AT: Sei generalmente considerato parte del gruppo della New Hollywood anni Settanta, ma non sembri aver creato un tuo stile come altri cineasti…
WF:
I temi che attraversano i miei film sono quelli: il sottile confine tra bene e male e come  – con il più impercettibile dei movimenti – i demoni più neri possano balzare in avanti e impossessarsi di noi. E non c'è bisogno che io vada a caccia di queste storie: sono loro a trovarmi, in un modo o nell'altro. Sicuramente Bug è un ritorno ad un periodo remoto della mia carriera: ho fatto film simili negli anni Sessanta, tipo The Birthday Party e The Boys in the Band, tratti rispettivamente dalle opere di Harold Pinter e Mart Crowley. Entrambi sono adattamenti dal teatro, girati praticamente in un'unica location.


AT: L'inizio del film monta un interno straniante con una bellissima scena in esterno, quella dell'elicottero. Bug è un dramma paranoico, tutto quello che avviene 'dentro' sembra venire dalla minaccia del mondo che è fuori…
WF:
E' esattamente quello che intendevo. Quello che ho visto nell'opera teatrale è un'intensità immediata: la paranoia rappresentata è reale. Io credo che i discorsi di Peter (Michael Shannon) siano validi. Capisco da dove viene e in una certa misura non è un pazzo, è solo 'estremo'. Ci sono probabilmente centinaia di persone là fuori che condividono le paure di Peter, anche se non il suo modo di affrontarle. L'idea centrale della sceneggiatura è potente – la facilità con cui la paranoia si diffonde come un contagio quando le persone si sentono minacciate, non importa se il pericolo è reale o immaginario. E io credo che molte persone, oggi, si sentano così.
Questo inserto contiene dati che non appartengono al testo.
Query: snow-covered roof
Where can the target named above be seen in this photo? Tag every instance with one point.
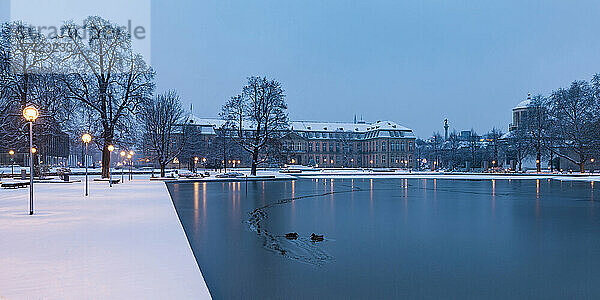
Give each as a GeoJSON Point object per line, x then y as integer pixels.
{"type": "Point", "coordinates": [342, 126]}
{"type": "Point", "coordinates": [312, 126]}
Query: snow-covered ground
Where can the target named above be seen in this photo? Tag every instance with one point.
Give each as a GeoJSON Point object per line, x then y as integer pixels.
{"type": "Point", "coordinates": [120, 243]}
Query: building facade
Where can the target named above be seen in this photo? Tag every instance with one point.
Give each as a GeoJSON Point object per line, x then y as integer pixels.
{"type": "Point", "coordinates": [381, 144]}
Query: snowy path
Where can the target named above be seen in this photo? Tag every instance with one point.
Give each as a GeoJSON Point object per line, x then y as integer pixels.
{"type": "Point", "coordinates": [120, 243]}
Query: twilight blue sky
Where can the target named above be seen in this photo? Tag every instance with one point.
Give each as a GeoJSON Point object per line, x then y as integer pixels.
{"type": "Point", "coordinates": [415, 62]}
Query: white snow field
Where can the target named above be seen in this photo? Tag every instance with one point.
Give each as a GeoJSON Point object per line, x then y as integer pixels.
{"type": "Point", "coordinates": [124, 242]}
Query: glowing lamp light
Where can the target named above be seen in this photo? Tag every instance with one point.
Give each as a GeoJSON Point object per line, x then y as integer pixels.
{"type": "Point", "coordinates": [30, 113]}
{"type": "Point", "coordinates": [86, 138]}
AT: Come lavori con gli attori sul set?
WF:
Dipende dagli attori. Con Tommy Lee Jones o Sam Jackson hai una brevissima conversazione sui loro personaggi e la storia; dopo che gli hai dato la tabella di marcia, non c'è molto altro da dire. Soprattutto per non rischiare di rovinare qualcosa. Poi ci sono attori come Benicio del Toro, che hanno un'infinita necessità di confronto e discussione: sul personaggio, il suo background, le idee e i temi sottostanti la sceneggiatura. Benicio ha bisogno di sviluppare psicologicamente il personaggio che interpreta e la maggior parte degli attori che ho diretto lavorano così. Tommy Lee e Sam invece arrivano il primo giorno di riprese e…they got it. E tu lo sai.
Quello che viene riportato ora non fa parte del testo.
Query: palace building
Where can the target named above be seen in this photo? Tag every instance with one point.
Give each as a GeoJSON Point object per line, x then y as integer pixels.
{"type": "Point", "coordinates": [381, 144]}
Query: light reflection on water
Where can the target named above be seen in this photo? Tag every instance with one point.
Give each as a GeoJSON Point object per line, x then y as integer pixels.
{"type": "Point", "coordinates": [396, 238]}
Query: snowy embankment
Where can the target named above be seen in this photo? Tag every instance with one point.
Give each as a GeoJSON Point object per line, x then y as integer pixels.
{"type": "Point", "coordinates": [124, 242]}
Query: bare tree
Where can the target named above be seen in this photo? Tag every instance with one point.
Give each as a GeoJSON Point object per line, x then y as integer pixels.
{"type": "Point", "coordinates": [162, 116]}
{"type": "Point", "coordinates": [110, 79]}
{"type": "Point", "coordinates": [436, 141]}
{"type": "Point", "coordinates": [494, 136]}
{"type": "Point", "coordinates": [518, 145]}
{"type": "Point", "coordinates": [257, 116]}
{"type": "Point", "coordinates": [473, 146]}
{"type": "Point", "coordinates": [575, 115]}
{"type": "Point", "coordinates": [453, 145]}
AT: E con gli attori di Bug?
WF:
Io e Ashley Judd abbiamo parlato tantissimo del film prima di iniziare a girare ed eravamo davvero in sintonia. Ottenere la performance di Shannon ha richiesto molte discussioni e modulazioni. Lui è soprattutto un attore di teatro, ha recitato in piccole parti nel cinema, anche se ha un bel ruolo in World Trade Center. Shannon diventa il personaggio. A un certo punto devi renderti conto che stai parlando al personaggio, non a lui. E quando cerchi di modulare un po' la sua recitazione, lo prende come un insulto! Connick invece l'ho incontrato a un party prima di iniziare il casting. Ho visto in lui molto del personaggio di Jerry. Gli ho mandato la sceneggiatura e gli ho detto di alcuni suoi comportamenti che avevo osservato: sapeva esattamente di cosa parlavo. C'è una parte di lui che ama ingannare/deridere le persone, come fa Jerry.


AT: Connick è fondamentale per il film, attualizza  in modo molto potente il tono di minaccia nella prima parte…
WF:
Sì, prepara la scena per la minaccia, anche se non è lui il pericolo. La paura che lui crea muove invece a Dr. Sweet, che è interpretato da uno dei migliori attori di teatro del mondo anglosassone: Brian F. O'Byrne. E' un genio assoluto. C'è bisogno di un attore di questa portata anche in quello che sembra un ruolo secondario. Basta una nota stonata per far precipitare l'insieme. In un film il 50% è dato dalla sceneggiatura, il 45% dal cast; se il restante 5% (quello che faccio io) funziona bene, allora gli attori possono portare il film alle stelle. Ma senza il giusto cast e una buona sceneggiatura non succederà niente.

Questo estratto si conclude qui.